After a few years of its existence, the members of the Russian Art & Culture Group decided to create a logo. Like every symbol for any organization, our logo should catch the essence of our network while being simple and recognizable. Therefore, we asked ourselves how we may even find any images or symbols representing our broad interests, and which of them should we focus on. As a group initiated by art historians with a strong emphasis on the visual arts, we had a cornucopia of artworks as inspiration. The topics of the preceding workshops centered on Russian art from the long nineteenth century until today. But what could represent such a timeframe?
Alas, an impossible task! – Instead we chose to pick symbols representing the three focal points of the members’ scholarship: Soviet art, Russian avant-garde, and Imperial Russian art.

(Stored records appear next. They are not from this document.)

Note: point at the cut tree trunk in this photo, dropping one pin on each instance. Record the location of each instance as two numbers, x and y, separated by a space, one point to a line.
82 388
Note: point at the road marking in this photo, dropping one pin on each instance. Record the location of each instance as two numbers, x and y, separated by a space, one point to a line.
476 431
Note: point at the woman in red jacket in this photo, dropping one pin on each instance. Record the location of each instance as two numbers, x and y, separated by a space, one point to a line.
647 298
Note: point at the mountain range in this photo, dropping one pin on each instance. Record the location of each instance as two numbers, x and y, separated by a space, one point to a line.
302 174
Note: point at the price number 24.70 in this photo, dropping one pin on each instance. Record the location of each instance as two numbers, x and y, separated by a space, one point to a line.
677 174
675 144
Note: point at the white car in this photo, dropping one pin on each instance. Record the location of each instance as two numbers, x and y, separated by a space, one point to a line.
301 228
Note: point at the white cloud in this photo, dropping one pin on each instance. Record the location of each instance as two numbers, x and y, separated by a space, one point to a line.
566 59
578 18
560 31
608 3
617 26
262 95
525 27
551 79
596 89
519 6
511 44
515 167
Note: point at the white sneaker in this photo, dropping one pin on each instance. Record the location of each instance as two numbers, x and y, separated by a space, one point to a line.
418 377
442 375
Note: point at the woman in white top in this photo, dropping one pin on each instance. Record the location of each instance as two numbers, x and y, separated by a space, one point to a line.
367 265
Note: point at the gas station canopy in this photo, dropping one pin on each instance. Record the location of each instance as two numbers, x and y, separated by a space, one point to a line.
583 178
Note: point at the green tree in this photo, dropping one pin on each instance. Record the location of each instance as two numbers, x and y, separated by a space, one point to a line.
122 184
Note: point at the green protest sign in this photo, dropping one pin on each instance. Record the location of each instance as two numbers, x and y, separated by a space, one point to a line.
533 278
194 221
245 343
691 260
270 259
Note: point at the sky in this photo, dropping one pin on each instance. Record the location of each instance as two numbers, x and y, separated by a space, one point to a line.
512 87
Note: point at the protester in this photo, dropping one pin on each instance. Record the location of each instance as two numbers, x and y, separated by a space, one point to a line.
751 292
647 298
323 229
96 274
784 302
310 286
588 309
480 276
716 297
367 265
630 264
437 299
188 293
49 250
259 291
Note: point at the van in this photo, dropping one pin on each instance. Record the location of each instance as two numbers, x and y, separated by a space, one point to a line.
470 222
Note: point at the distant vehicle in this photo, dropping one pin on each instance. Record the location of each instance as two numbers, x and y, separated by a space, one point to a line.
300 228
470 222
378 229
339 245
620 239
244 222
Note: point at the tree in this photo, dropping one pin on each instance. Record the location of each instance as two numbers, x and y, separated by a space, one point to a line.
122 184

Crowning the five towers of the Moscow Kremlin since the 1930s, the red star became a symbol for Soviet Russia. Likewise, a red star embodies Soviet art in our logo.
There is nothing more iconic than Kazimir Malevich’s Black Square (1915). So, the symbol for the Russian avant-garde was readily found.
Imperial Russian art though was harder to capture. The paintings of Alexander Ivanov, Ilya Repin or Mikhail Vrubel are not easily condensed. However, one of the driving forces of the contemporary artists was the search for national elements which were found in folkloric design. Therefore, we decided to choose an embroidery pattern from Vladimir Stasov’s publication on Russian Folk Ornamentation: Embroidery, Weaving and Lace of 1872.
Just as the Russian Art & Culture Group unites the represented interests of international researchers, the logo fuses these symbols into one.